Prompting Continual Person Search

Pengcheng Zhang,Xiaohan Yu,Xiao Bai,Jin Zheng,Xin Ning
2024-10-25
Abstract:The development of person search techniques has been greatly promoted in recent years for its superior practicality and challenging goals. Despite their significant progress, existing person search models still lack the ability to continually learn from increaseing real-world data and adaptively process input from different domains. To this end, this work introduces the continual person search task that sequentially learns on multiple domains and then performs person search on all seen domains. This requires balancing the stability and plasticity of the model to continually learn new knowledge without catastrophic forgetting. For this, we propose a Prompt-based Continual Person Search (PoPS) model in this paper. First, we design a compositional person search transformer to construct an effective pre-trained transformer without exhaustive pre-training from scratch on large-scale person search data. This serves as the fundamental for prompt-based continual learning. On top of that, we design a domain incremental prompt pool with a diverse attribute matching module. For each domain, we independently learn a set of prompts to encode the domain-oriented knowledge. Meanwhile, we jointly learn a group of diverse attribute projections and prototype embeddings to capture discriminative domain attributes. By matching an input image with the learned attributes across domains, the learned prompts can be properly selected for model inference. Extensive experiments are conducted to validate the proposed method for continual person search. The source code is available at <a class="link-external link-https" href="https://github.com/PatrickZad/PoPS" rel="external noopener nofollow">this https URL</a>.
Computer Vision and Pattern Recognition
What problem does this paper attempt to address?
### What problems does this paper attempt to solve? This paper aims to solve the problem of **Continual Person Search (CPS)**. Specifically, although existing person - search models have made significant progress on specific datasets, they lack the ability to continuously learn from the ever - increasing real - world data and have difficulty adapting to input data from different domains.
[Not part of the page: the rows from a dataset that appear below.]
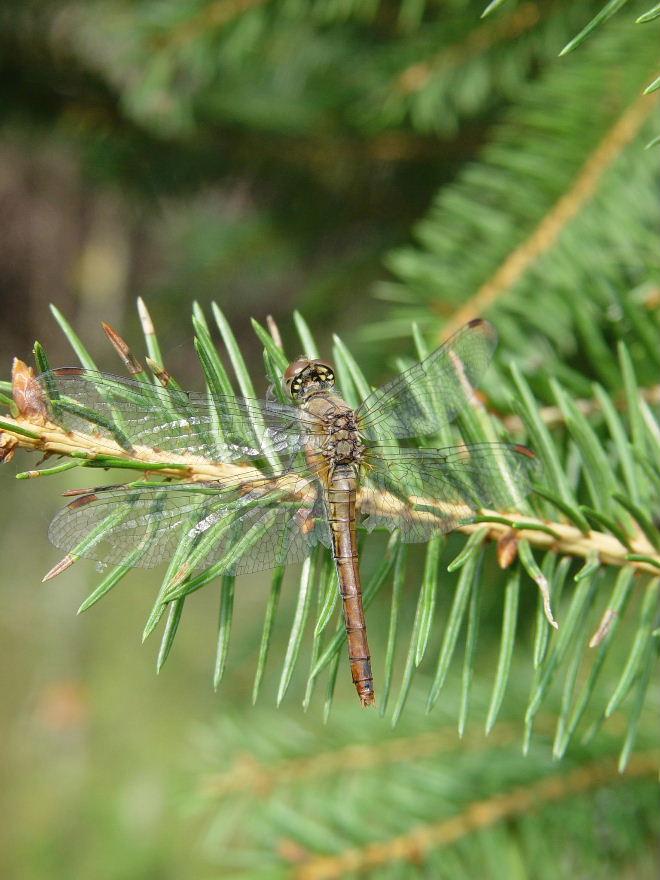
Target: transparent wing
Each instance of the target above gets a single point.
(252, 525)
(432, 392)
(424, 491)
(216, 427)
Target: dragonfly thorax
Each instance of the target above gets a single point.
(305, 377)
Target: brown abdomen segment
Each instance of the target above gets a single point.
(341, 501)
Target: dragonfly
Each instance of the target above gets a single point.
(299, 474)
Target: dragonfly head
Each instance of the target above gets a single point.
(305, 377)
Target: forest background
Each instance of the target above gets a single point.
(389, 170)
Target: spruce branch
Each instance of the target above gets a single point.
(560, 529)
(546, 233)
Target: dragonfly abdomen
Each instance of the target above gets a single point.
(341, 495)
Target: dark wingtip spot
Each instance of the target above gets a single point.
(81, 502)
(524, 450)
(68, 371)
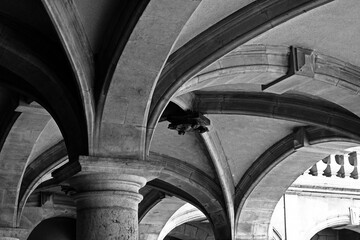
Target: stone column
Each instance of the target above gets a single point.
(107, 196)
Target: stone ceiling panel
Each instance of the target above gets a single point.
(188, 148)
(332, 29)
(239, 134)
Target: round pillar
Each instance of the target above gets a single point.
(107, 205)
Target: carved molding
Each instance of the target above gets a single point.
(287, 107)
(262, 186)
(220, 39)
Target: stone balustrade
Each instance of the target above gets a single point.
(339, 165)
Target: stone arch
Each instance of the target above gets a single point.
(273, 172)
(63, 228)
(221, 38)
(121, 122)
(326, 223)
(33, 75)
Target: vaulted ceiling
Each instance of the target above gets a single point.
(278, 80)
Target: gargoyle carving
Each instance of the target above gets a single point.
(188, 122)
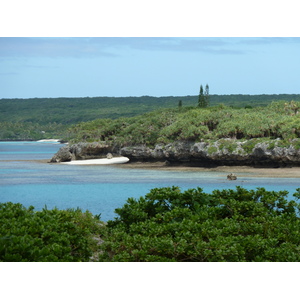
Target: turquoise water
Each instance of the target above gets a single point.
(99, 189)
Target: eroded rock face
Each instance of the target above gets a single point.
(63, 154)
(82, 151)
(196, 154)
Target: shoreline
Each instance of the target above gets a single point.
(242, 171)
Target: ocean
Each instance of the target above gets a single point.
(99, 189)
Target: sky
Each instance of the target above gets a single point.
(147, 50)
(155, 66)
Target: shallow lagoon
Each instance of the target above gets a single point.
(99, 189)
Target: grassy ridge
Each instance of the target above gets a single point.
(74, 110)
(277, 120)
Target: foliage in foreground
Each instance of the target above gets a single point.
(47, 235)
(224, 226)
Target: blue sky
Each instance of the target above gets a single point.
(137, 66)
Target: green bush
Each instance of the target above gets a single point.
(47, 235)
(226, 225)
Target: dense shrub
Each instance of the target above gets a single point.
(277, 120)
(226, 225)
(48, 235)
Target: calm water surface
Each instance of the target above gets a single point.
(99, 189)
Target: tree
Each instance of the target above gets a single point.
(226, 225)
(206, 95)
(180, 104)
(203, 99)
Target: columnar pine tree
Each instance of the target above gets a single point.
(206, 95)
(203, 99)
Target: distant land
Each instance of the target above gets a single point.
(74, 110)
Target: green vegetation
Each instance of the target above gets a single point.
(47, 235)
(279, 120)
(165, 225)
(203, 98)
(38, 113)
(226, 225)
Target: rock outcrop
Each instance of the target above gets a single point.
(82, 151)
(206, 154)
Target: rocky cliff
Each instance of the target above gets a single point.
(256, 152)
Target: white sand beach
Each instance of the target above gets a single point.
(48, 141)
(100, 161)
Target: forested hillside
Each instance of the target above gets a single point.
(74, 110)
(32, 119)
(277, 120)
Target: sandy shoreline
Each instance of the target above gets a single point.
(243, 171)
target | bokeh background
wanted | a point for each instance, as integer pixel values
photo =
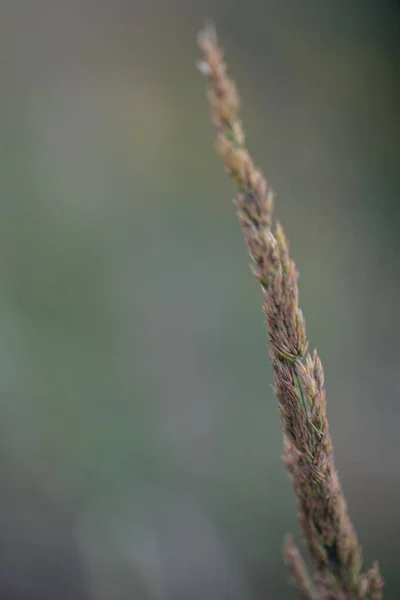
(140, 442)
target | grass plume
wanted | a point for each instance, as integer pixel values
(329, 536)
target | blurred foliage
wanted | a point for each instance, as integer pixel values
(140, 446)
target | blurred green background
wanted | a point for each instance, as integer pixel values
(140, 441)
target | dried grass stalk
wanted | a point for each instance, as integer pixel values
(329, 536)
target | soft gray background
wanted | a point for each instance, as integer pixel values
(140, 442)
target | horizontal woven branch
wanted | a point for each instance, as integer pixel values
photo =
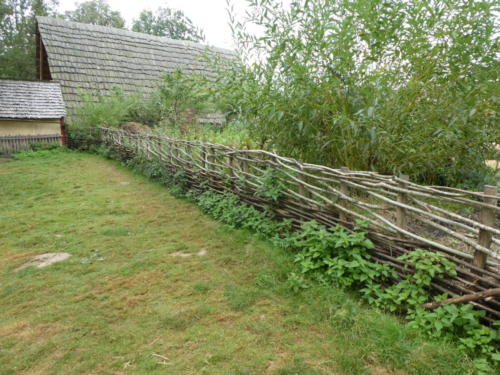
(402, 215)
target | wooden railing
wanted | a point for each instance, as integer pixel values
(402, 215)
(13, 143)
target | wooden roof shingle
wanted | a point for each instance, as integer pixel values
(30, 100)
(92, 58)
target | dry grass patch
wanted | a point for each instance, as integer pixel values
(121, 304)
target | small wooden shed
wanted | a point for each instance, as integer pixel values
(30, 111)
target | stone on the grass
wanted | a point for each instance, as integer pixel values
(44, 260)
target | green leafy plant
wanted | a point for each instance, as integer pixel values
(377, 85)
(414, 290)
(337, 256)
(461, 323)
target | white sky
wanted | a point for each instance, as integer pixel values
(210, 15)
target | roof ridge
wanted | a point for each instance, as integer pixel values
(109, 29)
(18, 80)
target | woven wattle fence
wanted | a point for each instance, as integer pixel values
(11, 144)
(402, 216)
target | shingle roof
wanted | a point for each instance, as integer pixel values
(97, 58)
(30, 99)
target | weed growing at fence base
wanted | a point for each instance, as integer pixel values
(340, 258)
(122, 304)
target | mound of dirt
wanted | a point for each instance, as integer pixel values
(135, 127)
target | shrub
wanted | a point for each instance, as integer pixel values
(377, 85)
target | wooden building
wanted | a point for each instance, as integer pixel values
(30, 111)
(96, 59)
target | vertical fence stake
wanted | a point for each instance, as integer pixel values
(401, 216)
(487, 217)
(344, 190)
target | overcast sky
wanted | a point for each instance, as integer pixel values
(210, 15)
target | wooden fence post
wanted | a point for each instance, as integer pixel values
(344, 189)
(487, 217)
(401, 215)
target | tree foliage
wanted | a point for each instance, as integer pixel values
(167, 22)
(96, 12)
(386, 85)
(17, 36)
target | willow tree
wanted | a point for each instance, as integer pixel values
(386, 85)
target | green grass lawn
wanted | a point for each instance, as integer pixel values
(122, 304)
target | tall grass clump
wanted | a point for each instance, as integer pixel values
(385, 85)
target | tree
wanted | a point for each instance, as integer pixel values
(17, 36)
(167, 22)
(387, 85)
(96, 12)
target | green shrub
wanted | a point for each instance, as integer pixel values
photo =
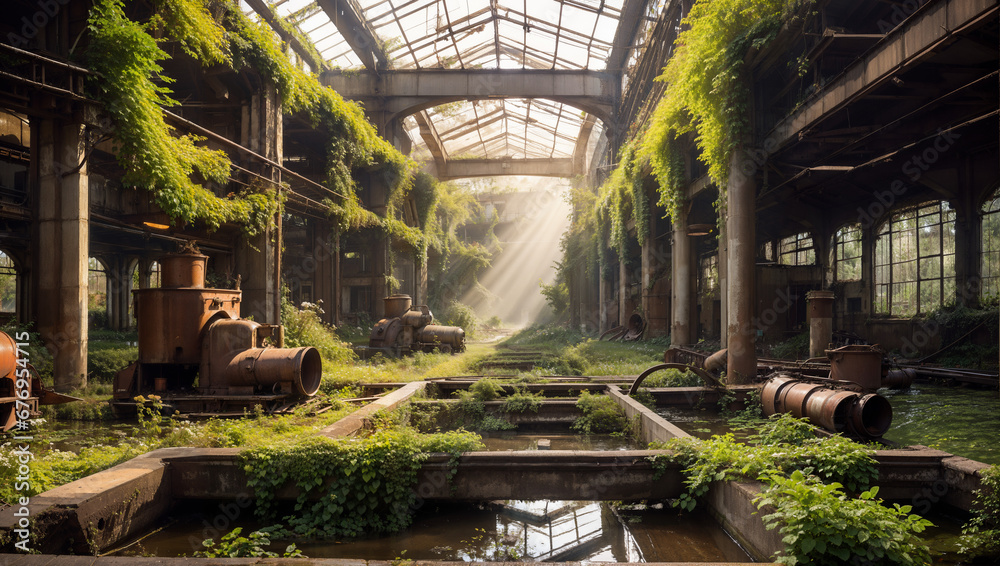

To solve these problems, the authors propose a model named **Prompt - based Continual Person Search (PoPS)**. #### Main problems: 1. **Lack of continuous learning ability**: Existing models are unable to continuously learn new domain data without forgetting previous knowledge. 2. **Poor domain adaptability**: Existing models have difficulty processing input data from different domains, especially when the domain differences are not obvious. 3. **High cost of large - scale pre - training**: Redesigning and pre - training a Transformer model specifically for person search requires a large amount of data and computing resources. #### Solutions: - **Propose the CPS task**: This task requires the model to be able to learn on multiple domains sequentially and perform person - search tasks on all the domains it has seen. This requires improving the flexibility of the model while maintaining its stability to avoid catastrophic forgetting. - **Construct a compositional person - search Transformer**: By expanding a pre - trained hierarchical vision Transformer (such as Swin) and adding a simple feature pyramid, it is made to have the ability to locate persons. This method reduces the cost of large - scale pre - training from scratch. - **Design a domain - incremental prompt pool**: Each domain independently learns a set of prompts to encode domain - specific knowledge. At the same time, a diverse set of attribute projections and prototype embeddings are jointly learned to capture discriminative domain attributes. By matching the input image with the learned attributes, an appropriate prompt is selected for inference. ### Summary This paper first proposes the problem of continuous person search and designs a prompt - based continuous learning framework PoPS, which can continuously adapt to new person - search tasks without forgetting previous knowledge. This method not only reduces the cost of large - scale pre - training, but also improves the adaptability and robustness of the model on different domains.